It was near the end of that last summer when the evenings were getting cooler and the nights were starting to draw in that we found the tree house. Me and Jules were sitting playing video games at his house when Danny came round, looking more excited than I think I’d ever seen him. He said he had a surprise for us, and made us follow him down into the woods.
He wouldn’t say what he’d found, but we could tell it was something big. There was a kind of light in his eyes, and you could see the excitement squirming inside of him. He led us through the familiar paths and deep into the secret trails that only we knew about. Soon we were in the thickest part of the forest, where hardly anyone ever ventured and the undergrowth was all but impenetrable, standing at the foot of an old, gnarled tree whose tangled branches seemed to strangle what little of the fading evening light that remained.
“It’s up there,” said Danny in hushed, almost reverential tones, pointing up into the branches of the great tree. “Come on.”
With that he launched himself at the trunk of the tree, kicking up off a root and grabbing a low lying branch. With a grunt, he pulled himself up, and reached up for a handhold in the ancient, gnarled bark. I shot Jules a quizzical look. He shrugged, then followed Danny’s lead. With a sigh, I scrambled up after them.
It was hard going at first, especially because I’m not particularly fond of heights, but there was no way I was going to show any weakness in front of the boys, so I persevered. After the first few feet the branches began to get thicker and the climbing easier, so I soon caught up with Danny and Jules who were straddling one of the thicker boughs above me. “What kept you?” said Danny with a grin. “You’ll like this next bit.”
A rope ladder, twisted and gnarled with age, snaked upwards through the dense foliage and dissappeared into the gloom above. Danny scrambled up it in a flash, quickly vanishing into the tangle of swaying leaves and branches.
Although the prospect of climbing this ramshackle ladder made me a little queasy, I gritted my teeth and hauled myself up. After a few feet a large wooden platform emerged from the swaying branches: it seemed to have been cobbled together from old planks and scraps of wood, but it was surprisingly well constructed, and looked solid enough. The rope was anchored to a branch above it, and Danny and Jules were waiting to help pull me on.
It was easy to see what Danny had been so excited about. The platform was more than large enough to hold the three of us comfortably, and although there were no walls, there was a crude roof over the section closest to the tree trunk, and the canopy was thick enough to completely shield the tree house from the ground.
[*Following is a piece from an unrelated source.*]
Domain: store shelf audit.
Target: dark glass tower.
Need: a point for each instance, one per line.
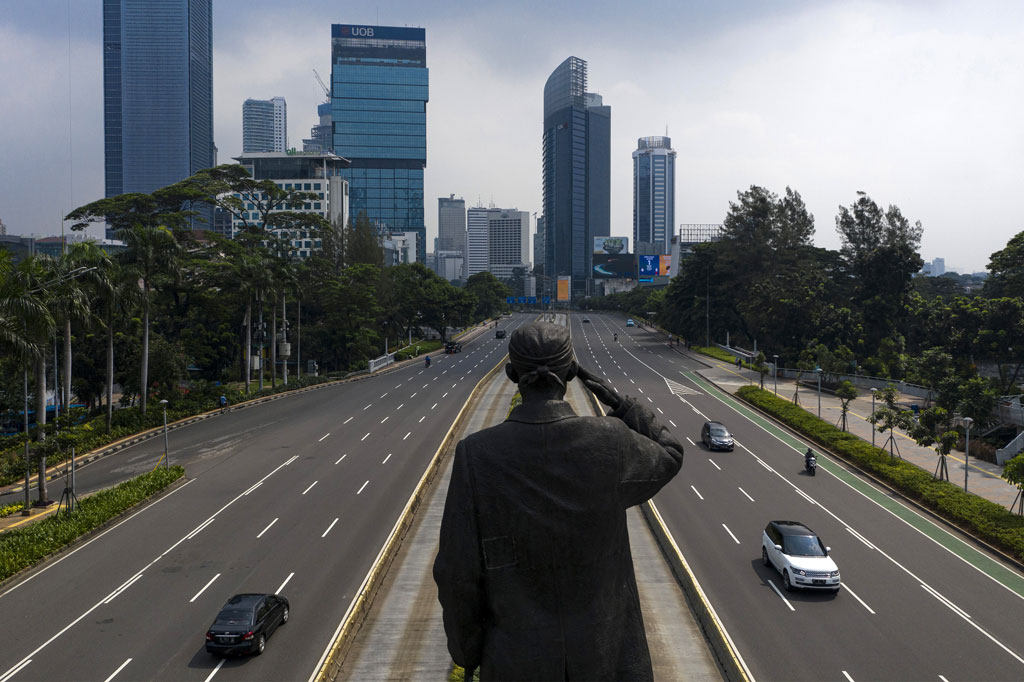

The tree itself must have been hit by lightning at some point, as there was a great jagged crack down the trunk that faded into a blackened scar: this old injury had prevented the tree from growing any branches on that side above the strike, which meant that it was more open to the elements and gave the tree house a spectacular view out over the forest.
“It’s amazing,” Jules breathed.
It was. Like we’d found a castle in the sky. But still, something didn’t feel right to me about the place. It hadn’t been built by kids, that was for sure. There was a clump of mouldy rain-soaked rags in one corner of the platform which it looked like someone had once used as a bed. Somehow this felt like an adult place, and that troubled me deeply.
“How did you find it?”
Danny beamed with pride as if he’d built the whole thing himself. “I was climbing a tree over there when I saw the rope ladder. Thought I’d check out out. Wasn’t expecting to find anything like this, though.”
“Have you seen these?” Jules was standing by the crack in the tree, running his hands over the bark. Looking more closely, the wood was covered in a series of thin, spidery scratches, tiny rune-like symbols that time and weather had worn almost smooth. The more I looked, the more I saw: it must have taken hours to etch them all into the hard surface of the wood. They looked a little like hieroglyphics, but I had no idea what they might mean. The gave me the creeps.
“Guys- I don’t think we should be here.” I hated to come across as the scared little girl, but the whole place just feltwrong to me. Deeply wrong. “I think someone’s been living here. And there for to a lot of effort to make this place secret…”
Danny looked as if I’d just strangled his favorite puppy. “Look how overgrown it is. Even if someone was staying here once, they’re long gone now. No-one’s been here in years.”
I looked over at Jules. He seemed uncomfortable. “Well, it is getting kind of late. Maybe we should head back. We can come back later.” Just then a strong breeze blew through the tree house, making the branches seethe and roil as if in mute agreement. Danny got a strange, faraway look in his eyes. “There’s a storm coming,” he said. Without another word he marched over to the rope ladder and quickly vanished out of sight.
Sure enough, the next day was wild and windy, with dark, foreboding skies and an unsettled edge in the air. Back on the ground again I felt bolder, as if the strange feeling I had got from the tree house was just the memory of a bad dream. I met up with Jules on the way to the forest, and as we cycled down there we talked excitedly of the tree house and all the mysteries it contained. Jules was convinced that it had been built as a hideout for some master criminal on the run from the cops, and that we were sure to find his hidden loot nearby – I laughed along with his imaginings, but somewhere deep inside me there was still a gnawing feeling that something wasn’t right.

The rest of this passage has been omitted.